Bumper crop boosts spirits

By Terry Meagher

Life just got better for corn growers. Heat units of 3,200
assisted by ample rains boosted average yields across eastern
and east-central Ontario to more than 130 bushels an acre, almost the equivalent of last year’s record yield.

Two years ago the average yield across Ontario was 119 bushels an acre.

As if that isn’t enough, while crop dried in the field prices rose from the pits and lifted farmers’ spirits with them. Depending on what time frames you use, corn prices rose by a third to 50 per cent in a matter of weeks. Crop prices rose to $135 per tonne at the elevator the last week of October and to $143 for the 2007 crop.
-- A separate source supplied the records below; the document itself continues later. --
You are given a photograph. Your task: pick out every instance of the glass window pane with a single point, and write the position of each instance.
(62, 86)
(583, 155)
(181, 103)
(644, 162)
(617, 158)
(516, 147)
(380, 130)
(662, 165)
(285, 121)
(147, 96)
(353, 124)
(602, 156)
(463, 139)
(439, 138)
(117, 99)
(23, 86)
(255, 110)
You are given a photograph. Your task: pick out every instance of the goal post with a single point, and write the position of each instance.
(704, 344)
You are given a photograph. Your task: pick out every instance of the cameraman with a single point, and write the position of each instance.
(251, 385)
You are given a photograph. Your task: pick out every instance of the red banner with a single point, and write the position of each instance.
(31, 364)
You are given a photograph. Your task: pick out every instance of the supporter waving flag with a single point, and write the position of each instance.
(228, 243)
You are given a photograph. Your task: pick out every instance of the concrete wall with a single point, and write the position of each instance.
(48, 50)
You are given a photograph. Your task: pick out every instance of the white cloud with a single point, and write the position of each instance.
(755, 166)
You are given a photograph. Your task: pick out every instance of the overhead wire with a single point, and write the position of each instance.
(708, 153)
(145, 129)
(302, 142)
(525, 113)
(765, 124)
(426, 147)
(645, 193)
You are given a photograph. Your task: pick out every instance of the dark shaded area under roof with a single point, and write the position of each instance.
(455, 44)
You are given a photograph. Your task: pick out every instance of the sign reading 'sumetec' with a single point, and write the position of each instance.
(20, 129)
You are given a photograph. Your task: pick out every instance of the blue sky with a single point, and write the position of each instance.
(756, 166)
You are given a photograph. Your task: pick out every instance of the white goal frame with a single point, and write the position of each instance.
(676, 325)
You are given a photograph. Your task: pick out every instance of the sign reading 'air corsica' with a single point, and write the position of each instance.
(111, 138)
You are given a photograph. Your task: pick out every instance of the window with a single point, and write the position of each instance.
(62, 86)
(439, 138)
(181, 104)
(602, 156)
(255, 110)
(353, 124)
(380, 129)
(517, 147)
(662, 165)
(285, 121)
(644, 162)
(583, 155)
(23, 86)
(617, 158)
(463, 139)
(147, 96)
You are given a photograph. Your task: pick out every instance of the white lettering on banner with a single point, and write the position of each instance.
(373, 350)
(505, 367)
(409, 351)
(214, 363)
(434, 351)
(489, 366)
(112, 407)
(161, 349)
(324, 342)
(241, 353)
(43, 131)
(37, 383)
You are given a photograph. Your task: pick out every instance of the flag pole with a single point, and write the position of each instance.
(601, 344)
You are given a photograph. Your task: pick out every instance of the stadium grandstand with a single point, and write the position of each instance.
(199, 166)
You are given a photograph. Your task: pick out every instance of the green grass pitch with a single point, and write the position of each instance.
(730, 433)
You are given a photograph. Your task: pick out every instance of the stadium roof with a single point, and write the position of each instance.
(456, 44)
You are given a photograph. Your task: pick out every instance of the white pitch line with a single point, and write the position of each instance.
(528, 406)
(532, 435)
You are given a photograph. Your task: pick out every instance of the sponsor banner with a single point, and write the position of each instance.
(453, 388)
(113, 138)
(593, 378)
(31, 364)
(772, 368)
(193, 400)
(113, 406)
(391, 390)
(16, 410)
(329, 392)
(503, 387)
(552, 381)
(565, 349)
That’s from a summertime low of $90 and $100.

Crop advisor Larry Hutchinson was with a farmer when he combined several fields of corn in Northumberland with yields averaging 162 bushels an acre. When he finished, Hutchinson said, "we sat on the step and the farmer was smiling," as if a great burden had lifted. After four years of depression, a light was beginning to shine.

But there are problems. "We had seven inches of rain in October and the geese are swimming in some fields," he says. In Renfrew County, 19 inches of rain in September and October have turned some fields into quagmires. The brooks look like spring runoff time and tractors are pulling tractors out of the mud.

"Some people are trying to get the silage off and the fields won’t carry the weight," says Larry Reaburn, a Renfrew crop farmer.

The price boost had been expected for so long, however, that many farmers were sceptical. But Bud Atkins says this is a real change in the market. The former president of Seaway Valley Ethanol Cooperative said that until recently speculators were driving the market but now the buyers from the plants have jumped aboard.

The reason for the price hike is not an earth-shattering secret, says Joe Hickson, owner of Midnight Acres, near Lindsay. "We’ve had a 30-year world low for years and the demand is catching up. We’re not caught up yet."

In addition, this year’s U.S. ethanol industry has taken 23 per cent of the country’s corn production, a figure that could rise to 40 per cent in five years. Ontario and Quebec have nine ethanol plants either in production or in various stages of development.

At current prices for gasoline, plants can pay up to $6 a bushel for corn and still make a profit, he said.

But Atkins warns that farmers shouldn’t hold out too long. "There’s a big crop this year and a fair carry over of corn," he says. And the unrelenting rain is kind of hell.